Brent crude, which is used to price many kinds of international oil, lost US$3.15 to end the day at US$118.68 per barrel in London.
Iran discussed its nuclear ambitions with the US and five other countries at a weekend meeting in Istanbul. The meeting didn't produce any concrete agreements, but analysts said the potential of fighting in the Persian Gulf goes down as long there are negotiations. Both sides agreed to meet again on May 23.
Iran, which threatened earlier this year to defend its nuclear program by closing off crucial oil shipping routes, now says that it can resolve Western concerns "quickly and easily."
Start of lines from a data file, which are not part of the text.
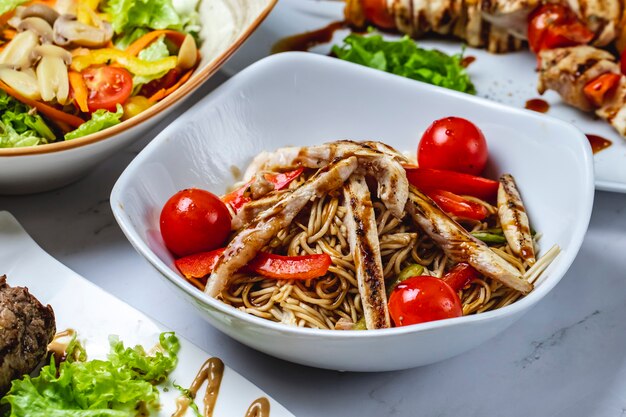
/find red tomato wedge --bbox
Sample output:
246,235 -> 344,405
527,4 -> 594,53
426,189 -> 489,221
175,249 -> 331,281
405,167 -> 499,201
442,263 -> 480,292
583,73 -> 622,107
362,0 -> 395,29
82,66 -> 133,112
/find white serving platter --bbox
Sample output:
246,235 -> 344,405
0,211 -> 294,417
224,0 -> 626,193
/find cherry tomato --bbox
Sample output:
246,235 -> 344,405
160,189 -> 231,257
527,4 -> 593,53
82,66 -> 133,112
417,117 -> 488,175
362,0 -> 395,29
388,276 -> 462,327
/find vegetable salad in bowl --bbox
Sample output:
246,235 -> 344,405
0,0 -> 200,148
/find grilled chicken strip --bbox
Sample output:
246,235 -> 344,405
205,157 -> 359,297
243,141 -> 409,218
231,191 -> 289,230
497,174 -> 536,265
538,45 -> 619,112
407,186 -> 532,294
343,175 -> 390,330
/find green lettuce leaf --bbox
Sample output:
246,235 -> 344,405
0,91 -> 55,148
0,0 -> 28,15
1,332 -> 180,417
332,32 -> 476,94
64,105 -> 124,140
102,0 -> 199,47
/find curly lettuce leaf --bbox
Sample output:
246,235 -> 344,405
332,33 -> 476,94
1,332 -> 180,417
64,105 -> 124,140
103,0 -> 199,48
0,0 -> 28,15
0,91 -> 55,148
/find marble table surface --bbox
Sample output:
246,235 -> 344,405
2,71 -> 626,417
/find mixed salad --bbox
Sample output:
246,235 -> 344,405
0,0 -> 201,148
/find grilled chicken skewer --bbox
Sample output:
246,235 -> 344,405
497,174 -> 536,266
205,157 -> 359,297
343,175 -> 391,329
407,186 -> 533,294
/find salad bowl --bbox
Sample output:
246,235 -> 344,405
111,53 -> 594,372
0,0 -> 276,194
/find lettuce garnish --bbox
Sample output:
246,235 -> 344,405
1,332 -> 180,417
64,105 -> 124,140
332,32 -> 476,94
0,91 -> 55,148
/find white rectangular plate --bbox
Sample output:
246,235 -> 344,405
0,211 -> 294,417
224,0 -> 626,193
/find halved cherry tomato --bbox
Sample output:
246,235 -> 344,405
442,263 -> 479,292
417,117 -> 488,175
362,0 -> 395,29
388,276 -> 462,327
426,189 -> 489,221
405,167 -> 499,201
583,73 -> 622,107
527,4 -> 594,53
175,249 -> 331,281
82,66 -> 133,112
160,189 -> 231,257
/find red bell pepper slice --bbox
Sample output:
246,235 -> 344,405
426,189 -> 489,221
583,73 -> 622,108
248,252 -> 332,280
443,263 -> 480,292
264,167 -> 304,190
175,249 -> 331,281
221,168 -> 304,214
175,248 -> 225,279
405,167 -> 499,201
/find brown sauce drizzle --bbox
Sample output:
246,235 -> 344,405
461,56 -> 476,68
245,398 -> 270,417
172,357 -> 270,417
586,134 -> 612,154
525,98 -> 550,113
271,21 -> 346,54
47,328 -> 76,362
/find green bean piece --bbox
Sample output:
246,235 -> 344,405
471,231 -> 507,244
386,264 -> 425,294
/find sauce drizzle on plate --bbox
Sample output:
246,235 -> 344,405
525,98 -> 550,113
272,21 -> 346,53
586,134 -> 612,154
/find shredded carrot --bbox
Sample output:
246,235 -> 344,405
148,69 -> 194,103
125,30 -> 187,57
2,29 -> 16,40
68,71 -> 89,113
0,81 -> 84,128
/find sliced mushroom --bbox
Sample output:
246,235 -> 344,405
53,14 -> 113,48
17,17 -> 54,44
31,45 -> 72,104
177,34 -> 198,70
0,31 -> 39,69
0,66 -> 40,100
16,4 -> 60,25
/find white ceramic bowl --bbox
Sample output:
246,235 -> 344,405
111,53 -> 594,372
0,0 -> 276,194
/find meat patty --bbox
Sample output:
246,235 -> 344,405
0,275 -> 55,395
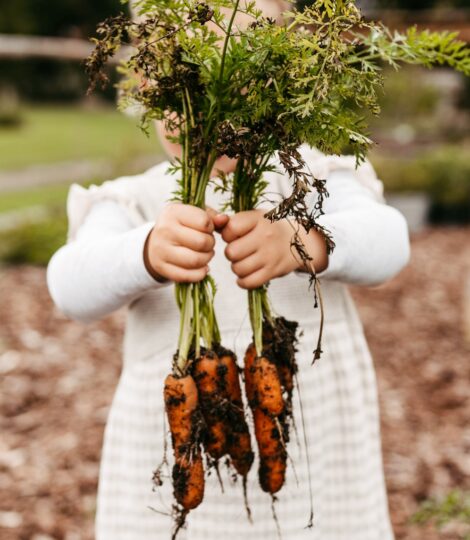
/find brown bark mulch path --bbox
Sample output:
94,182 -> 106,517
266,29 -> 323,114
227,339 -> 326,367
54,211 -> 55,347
0,227 -> 469,540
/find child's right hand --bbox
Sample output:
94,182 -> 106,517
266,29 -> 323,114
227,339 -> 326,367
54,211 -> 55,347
144,204 -> 227,283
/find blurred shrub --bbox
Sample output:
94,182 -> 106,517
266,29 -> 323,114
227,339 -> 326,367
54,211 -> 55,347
0,85 -> 22,127
0,211 -> 67,266
412,491 -> 470,538
378,68 -> 441,121
374,145 -> 470,223
373,67 -> 469,144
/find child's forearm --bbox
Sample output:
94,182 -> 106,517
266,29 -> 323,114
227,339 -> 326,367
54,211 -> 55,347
47,201 -> 163,323
315,170 -> 410,285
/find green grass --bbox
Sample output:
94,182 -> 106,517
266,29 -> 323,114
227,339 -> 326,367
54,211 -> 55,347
0,105 -> 161,170
0,183 -> 71,213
Foreign Minister Ali Akbar Salehi, who was quoted by the semiofficial ISNA news agency, also said it was time to end sanctions on the Islamic Republic. Western nations have worked to halt Iran's oil trade this year in hopes of forcing the country to the negotiating table. The actions have curtailed oil sales that Iran relies on to run its government.
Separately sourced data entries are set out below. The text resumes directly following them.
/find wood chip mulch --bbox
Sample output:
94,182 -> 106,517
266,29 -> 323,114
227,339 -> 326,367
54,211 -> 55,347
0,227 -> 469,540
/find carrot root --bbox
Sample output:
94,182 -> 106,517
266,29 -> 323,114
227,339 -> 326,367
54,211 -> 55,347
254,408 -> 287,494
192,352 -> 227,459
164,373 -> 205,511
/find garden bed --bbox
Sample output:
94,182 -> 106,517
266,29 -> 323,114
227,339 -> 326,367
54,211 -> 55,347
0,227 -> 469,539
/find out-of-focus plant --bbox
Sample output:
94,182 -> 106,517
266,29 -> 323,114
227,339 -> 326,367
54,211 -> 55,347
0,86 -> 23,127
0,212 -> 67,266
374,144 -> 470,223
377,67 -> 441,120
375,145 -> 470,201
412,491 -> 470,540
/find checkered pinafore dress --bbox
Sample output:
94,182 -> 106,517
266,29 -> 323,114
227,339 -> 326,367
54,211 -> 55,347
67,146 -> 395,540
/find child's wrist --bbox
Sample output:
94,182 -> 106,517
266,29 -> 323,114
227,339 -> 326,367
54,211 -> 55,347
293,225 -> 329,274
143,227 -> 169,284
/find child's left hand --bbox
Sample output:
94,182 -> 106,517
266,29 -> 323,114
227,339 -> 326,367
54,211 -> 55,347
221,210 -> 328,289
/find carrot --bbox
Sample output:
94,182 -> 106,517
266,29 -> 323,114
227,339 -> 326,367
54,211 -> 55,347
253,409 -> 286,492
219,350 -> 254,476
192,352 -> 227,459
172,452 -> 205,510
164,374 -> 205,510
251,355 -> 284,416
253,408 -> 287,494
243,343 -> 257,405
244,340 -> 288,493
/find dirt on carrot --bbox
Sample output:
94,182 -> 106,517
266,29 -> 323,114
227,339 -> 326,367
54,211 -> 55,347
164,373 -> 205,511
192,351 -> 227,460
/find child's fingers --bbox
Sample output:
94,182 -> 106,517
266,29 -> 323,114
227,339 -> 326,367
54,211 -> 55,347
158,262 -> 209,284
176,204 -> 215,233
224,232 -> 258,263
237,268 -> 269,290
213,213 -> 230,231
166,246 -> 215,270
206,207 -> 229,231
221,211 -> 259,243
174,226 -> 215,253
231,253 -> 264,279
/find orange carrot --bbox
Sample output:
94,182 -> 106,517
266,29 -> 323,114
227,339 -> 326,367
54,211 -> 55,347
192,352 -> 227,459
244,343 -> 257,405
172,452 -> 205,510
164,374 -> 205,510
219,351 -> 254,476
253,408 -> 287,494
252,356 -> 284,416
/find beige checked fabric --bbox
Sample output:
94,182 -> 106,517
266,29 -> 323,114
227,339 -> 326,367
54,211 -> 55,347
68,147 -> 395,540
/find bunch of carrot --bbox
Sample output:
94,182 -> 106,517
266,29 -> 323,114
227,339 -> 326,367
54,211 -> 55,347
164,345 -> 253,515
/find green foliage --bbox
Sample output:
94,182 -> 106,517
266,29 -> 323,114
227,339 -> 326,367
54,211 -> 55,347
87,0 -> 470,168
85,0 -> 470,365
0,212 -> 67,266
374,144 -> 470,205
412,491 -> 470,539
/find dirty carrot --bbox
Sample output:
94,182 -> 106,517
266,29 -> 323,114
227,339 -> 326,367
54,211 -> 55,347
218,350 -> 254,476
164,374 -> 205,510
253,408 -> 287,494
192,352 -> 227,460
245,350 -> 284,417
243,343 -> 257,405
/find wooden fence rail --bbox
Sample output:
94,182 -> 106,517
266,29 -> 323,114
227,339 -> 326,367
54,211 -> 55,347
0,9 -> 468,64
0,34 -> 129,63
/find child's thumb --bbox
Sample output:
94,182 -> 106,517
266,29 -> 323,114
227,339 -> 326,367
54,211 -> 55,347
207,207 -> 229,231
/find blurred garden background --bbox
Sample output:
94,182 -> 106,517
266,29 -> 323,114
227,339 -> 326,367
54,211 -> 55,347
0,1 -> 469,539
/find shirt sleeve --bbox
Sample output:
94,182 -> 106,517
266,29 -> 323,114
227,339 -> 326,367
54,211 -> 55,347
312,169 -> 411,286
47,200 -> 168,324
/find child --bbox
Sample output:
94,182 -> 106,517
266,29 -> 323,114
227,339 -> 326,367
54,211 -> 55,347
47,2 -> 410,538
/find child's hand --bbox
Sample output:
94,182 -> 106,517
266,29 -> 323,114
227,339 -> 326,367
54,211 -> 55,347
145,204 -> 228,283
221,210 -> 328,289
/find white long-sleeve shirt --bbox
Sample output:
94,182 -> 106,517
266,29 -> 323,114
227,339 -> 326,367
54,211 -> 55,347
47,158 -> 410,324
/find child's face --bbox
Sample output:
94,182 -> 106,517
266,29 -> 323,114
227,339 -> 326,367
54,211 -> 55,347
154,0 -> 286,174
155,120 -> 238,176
The drop in Brent could be significant for US drivers because many US refineries import international oil and turn it into gasoline.
Meanwhile, benchmark West Texas Intermediate crude rose 10 cents to finish at US$102.93 per barrel in New York. The price of WTI rose on reports that US federal regulators had approved a plan to transport oil away from oversupplied markets in the Midwest.
The Federal Energy Regulatory Commission said the Seaway Pipeline will begin moving oil from Cushing, Oklahoma to the Gulf Coast around May 17. Analysts and investors were expecting it to come online later in June. Reducing the amount of oil supplies in the Midwest will push the price of WTI closer to the international benchmark, analysts said.
The Seaway Pipeline is expected to initially transport 150,000 barrels of oil per day. That capacity will grow as high as 500,000 barrels per day in 2013.
In other energy trading, natural gas futures closed back above US$2. The price rose 3.5 cents to end at US$2.016 per 1,000 cubic feet. Last week, natural gas fell below US$2 for the first time in more than a decade.
Heating oil lost 5.8 cents to finish at US$3.1166 per gallon and gasoline futures gave up 7.91 cents to end at US$3.267 per gallon.